В понедельник ей привезли старый вентилятор, решетка которого покрыта толстым слоем застарелой пыли и грязи, и теперь он нудно дребезжит на прикроватном столике.

— Так лучше, — говорит мать. — Теперь гораздо легче.

Джек решил спуститься в сумрачное кафе для посетителей, выпить кофе и съесть шоколадку. Выйдя из лифта, он увидел рыдающую пожилую женщину; рядом стоял мужчина — возможно, муж или брат; положив ей на спину руку, мужчина ждал, пока она выплачется. Потеряла ли она кого или страшится за чью-то жизнь, один Бог знает. В кафе звучал голос Стиви Уандера[92] — совсем неплохой выбор, хотя песня «Ты — солнце жизни моей» на весь день заползла Джеку в уши, и он не мог от нее отделаться.

Вечером в понедельник он остался дома один. Милли на три дня уехала куда-то под Кендал консультировать клиентов. Уик-энд в Гемпшире заранее отменили. Отец предложил Джеку переночевать в Хейсе, но сама мысль об этом была непереносима, и, сославшись на занятость, Джек отказался. Зато они вместе посмотрели крикетный матч, правда, вконец измученный Доналд то и дело задремывал.

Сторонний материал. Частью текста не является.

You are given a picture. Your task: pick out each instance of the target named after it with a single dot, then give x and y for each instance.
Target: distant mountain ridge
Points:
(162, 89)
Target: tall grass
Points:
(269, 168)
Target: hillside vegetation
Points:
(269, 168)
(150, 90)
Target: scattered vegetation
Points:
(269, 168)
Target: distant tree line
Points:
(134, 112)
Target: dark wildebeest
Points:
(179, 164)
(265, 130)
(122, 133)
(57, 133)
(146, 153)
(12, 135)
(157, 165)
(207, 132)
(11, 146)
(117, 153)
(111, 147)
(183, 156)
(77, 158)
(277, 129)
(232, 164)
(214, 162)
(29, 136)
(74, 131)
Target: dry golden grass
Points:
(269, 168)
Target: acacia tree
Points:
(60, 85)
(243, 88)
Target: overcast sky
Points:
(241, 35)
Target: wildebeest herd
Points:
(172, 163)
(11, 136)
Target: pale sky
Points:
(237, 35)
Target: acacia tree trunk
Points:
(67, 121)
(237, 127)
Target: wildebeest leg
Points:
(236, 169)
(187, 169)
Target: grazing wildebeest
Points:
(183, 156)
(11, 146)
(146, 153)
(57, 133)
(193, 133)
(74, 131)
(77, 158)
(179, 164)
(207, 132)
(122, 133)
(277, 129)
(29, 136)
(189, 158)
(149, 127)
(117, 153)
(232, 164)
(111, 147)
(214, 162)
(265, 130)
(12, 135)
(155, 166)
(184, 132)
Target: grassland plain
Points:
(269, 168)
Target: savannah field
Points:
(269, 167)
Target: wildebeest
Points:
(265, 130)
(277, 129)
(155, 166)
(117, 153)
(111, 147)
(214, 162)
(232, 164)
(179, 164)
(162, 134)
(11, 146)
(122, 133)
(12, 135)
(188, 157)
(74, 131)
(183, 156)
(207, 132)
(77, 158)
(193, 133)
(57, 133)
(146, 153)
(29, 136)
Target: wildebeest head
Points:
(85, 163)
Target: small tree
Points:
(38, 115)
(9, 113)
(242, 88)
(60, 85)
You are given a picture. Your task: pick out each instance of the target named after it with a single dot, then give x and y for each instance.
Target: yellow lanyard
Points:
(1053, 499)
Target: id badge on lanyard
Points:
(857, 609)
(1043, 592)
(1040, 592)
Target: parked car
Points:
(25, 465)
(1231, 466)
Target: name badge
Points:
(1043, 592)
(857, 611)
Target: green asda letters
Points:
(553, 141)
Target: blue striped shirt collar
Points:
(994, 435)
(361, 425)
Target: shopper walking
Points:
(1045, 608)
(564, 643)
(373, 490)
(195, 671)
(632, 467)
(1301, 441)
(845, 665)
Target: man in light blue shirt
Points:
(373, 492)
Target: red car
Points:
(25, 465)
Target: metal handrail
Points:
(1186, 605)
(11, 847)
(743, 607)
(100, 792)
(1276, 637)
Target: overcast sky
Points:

Кайе он так и не позвонил; листок с телефоном куда-то запропастился. Вдобавок, понедельник был последним, самым напряженным днем чемпионата по крикету. Джек не находил себе места. Он заказывал еду на дом, но чуть ли не половину оставлял нетронутой. Победа досталась англичанам нелегко: судьи тянули резину, игра застопорилась, уже спустились сумерки, игроки стали протестовать, инерция напора была утрачена. Тем не менее, когда Майклу Вону вручали крошечную урну, Джек, один-одинешенек в пустом доме, торжествующе вскинул кулак. А потом разом нахлынули прочие события. Как нарочно, малоприятные. Спорт их на время вытеснил. И еще музыка.